Sometimes I am able to ignore it.
And sometimes my affluence and privilege smacks right in the face.
It started when I was in college and read "Rich Christians in an Age of Hunger" by Ron Sider. And I righteously raged about the fact that the middle schoolers I taught in middle school each had more than one pair of $100 shoes. But now, I know how quickly $100 slips through my fingers. Honestly, it feels like it is gone before I can blink.
Although I try to ignore it, the fact of my (and my family's) affluence has lately been smacking me in the face, forcing me to take notice. And it's really uncomfortable.
A few weeks ago, we had a 7th birthday party. It was a doll tea party. 5 out of the 7 girls had American Girls Dolls--some were hand me downs, some were saved for over a long period of time, some were gifts, but the fact remains that in my circles, people have enough resources to have $100 dolls. I can admit that we have 3 of these dolls.

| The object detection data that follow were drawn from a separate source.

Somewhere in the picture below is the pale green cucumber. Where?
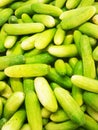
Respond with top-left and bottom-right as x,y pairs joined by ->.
54,27 -> 65,45
32,14 -> 56,28
0,81 -> 6,92
0,0 -> 16,7
46,68 -> 72,89
55,0 -> 66,8
78,0 -> 94,8
25,90 -> 42,130
3,92 -> 25,119
25,52 -> 56,64
4,23 -> 45,35
0,55 -> 25,70
34,77 -> 58,112
50,109 -> 69,122
4,36 -> 18,48
60,6 -> 96,30
83,92 -> 98,112
9,78 -> 23,92
1,109 -> 26,130
20,123 -> 31,130
71,75 -> 98,93
66,0 -> 81,9
54,59 -> 66,76
0,8 -> 13,26
45,120 -> 79,130
21,34 -> 39,50
83,114 -> 98,130
41,107 -> 52,118
86,105 -> 98,122
47,44 -> 78,57
34,28 -> 56,49
32,3 -> 63,17
21,13 -> 33,23
4,63 -> 50,78
79,22 -> 98,39
80,35 -> 96,78
54,87 -> 85,126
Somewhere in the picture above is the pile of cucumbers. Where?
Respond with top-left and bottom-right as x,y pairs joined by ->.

Yesterday, I spent 2 hours putting stuff away to get my house ready to have someone clean it. Problem one--I have so much stuff that I had to spend 2 hours to put it all away (and I still didn't get it all put away). While I can try to justify the about of stuff in our house, it is simply true that we have a lot, more than we need. And then (problem two), I was cleaning up so someone could come in a clean for me. I have the luxury of "not cleaning" and allowing someone else to do it.
Finally, when we accepted a new job for Eric, we made a huge financial trade-off. We took a significant pay cut for the health of our family (more family time, better hours). And it has been wonderful. Except that we are now trying to live within this new financial reality. It's been tough. We've made cuts--no more cable, tightened down on spending, trying to sell a car. But really, we haven't had to choose between feeding our family and paying our mortgage. We have plenty. We're tremendously blessed, yet we 'struggle.'
However, I am painfully aware that there is a mom somewhere in the Sahel region of Africa (google it) who will tonight go to bed with children whose stomachs are distended with hunger. That she will only be able to give them a scant cup of food rations tomorrow. That the chances that her children will die from this hunger are painfully real. I know there are families who are so destitute that they have sold children to slavery or prostitution.

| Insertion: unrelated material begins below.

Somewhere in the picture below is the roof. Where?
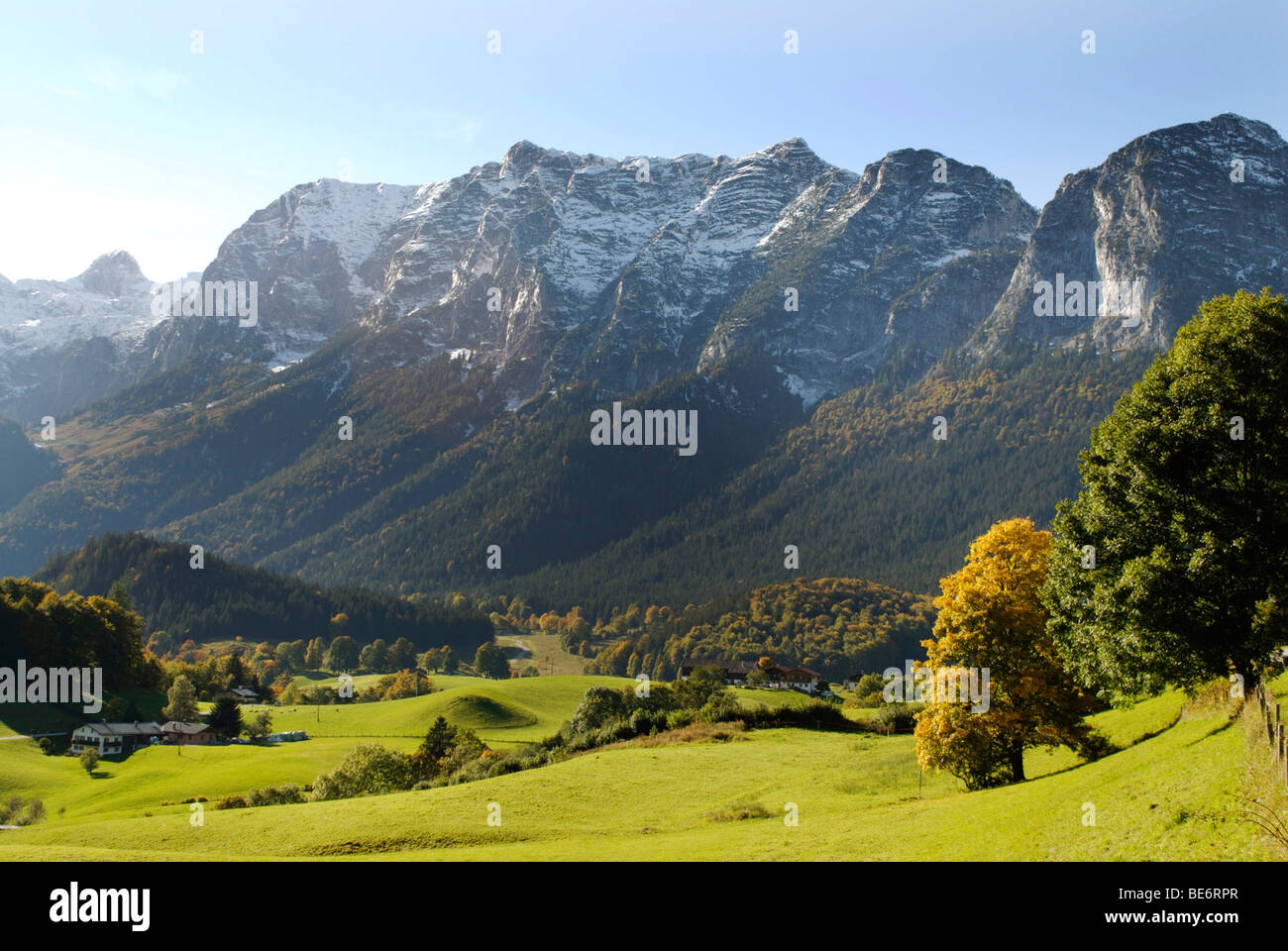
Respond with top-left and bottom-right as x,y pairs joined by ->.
80,723 -> 162,736
161,720 -> 210,736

Now, I can already hear some well-meaning responses "not to feel guilty." I agree, I shouldn't feel guilty, God has given our family these gifts. However, it is good to be bothered. And I am bothered in my soul. And I am bothered about a number of things.
And it matters.
It matters because money was something Christ talked a lot about. He said it is hard for the rich to enter into the kingdom of heaven (and I'm beginning to understand why). He praised the widow who gave away everything she had. God's economy favored the poor, the needy, the downtrodden.
If I care about Christ, I care about what he cared about--I pay attention to his economy. It affects how I spend money, how I think about money, how I live.

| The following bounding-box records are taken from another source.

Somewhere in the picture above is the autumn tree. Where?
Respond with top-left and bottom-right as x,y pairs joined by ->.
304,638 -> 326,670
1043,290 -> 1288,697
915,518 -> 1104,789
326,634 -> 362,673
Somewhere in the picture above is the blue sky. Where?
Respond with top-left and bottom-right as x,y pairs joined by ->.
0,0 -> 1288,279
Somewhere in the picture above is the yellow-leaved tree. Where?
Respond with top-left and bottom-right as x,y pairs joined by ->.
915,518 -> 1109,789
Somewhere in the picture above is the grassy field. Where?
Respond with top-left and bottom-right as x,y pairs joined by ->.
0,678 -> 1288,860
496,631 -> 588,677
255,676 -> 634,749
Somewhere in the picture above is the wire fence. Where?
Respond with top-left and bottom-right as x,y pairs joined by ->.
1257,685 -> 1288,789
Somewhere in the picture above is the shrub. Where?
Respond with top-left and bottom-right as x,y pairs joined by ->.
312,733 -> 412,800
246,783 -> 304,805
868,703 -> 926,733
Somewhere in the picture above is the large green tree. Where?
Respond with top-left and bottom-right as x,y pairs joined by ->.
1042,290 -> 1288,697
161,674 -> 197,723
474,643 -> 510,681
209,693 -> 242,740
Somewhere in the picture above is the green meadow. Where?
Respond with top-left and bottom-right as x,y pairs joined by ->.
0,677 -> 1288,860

I don't have any answers. I don't know how to live Christ's economy in a place where money slips through fingers like water. I don't know how to help that mother in Africa and I often feel that what I can offer isn't nearly enough to affect real change in our world.
I have come to the conclusion that my being bothered is right and good and true. And God can use this bothering to further his kingdom.
What is it that bothers you? How do you come to terms with it?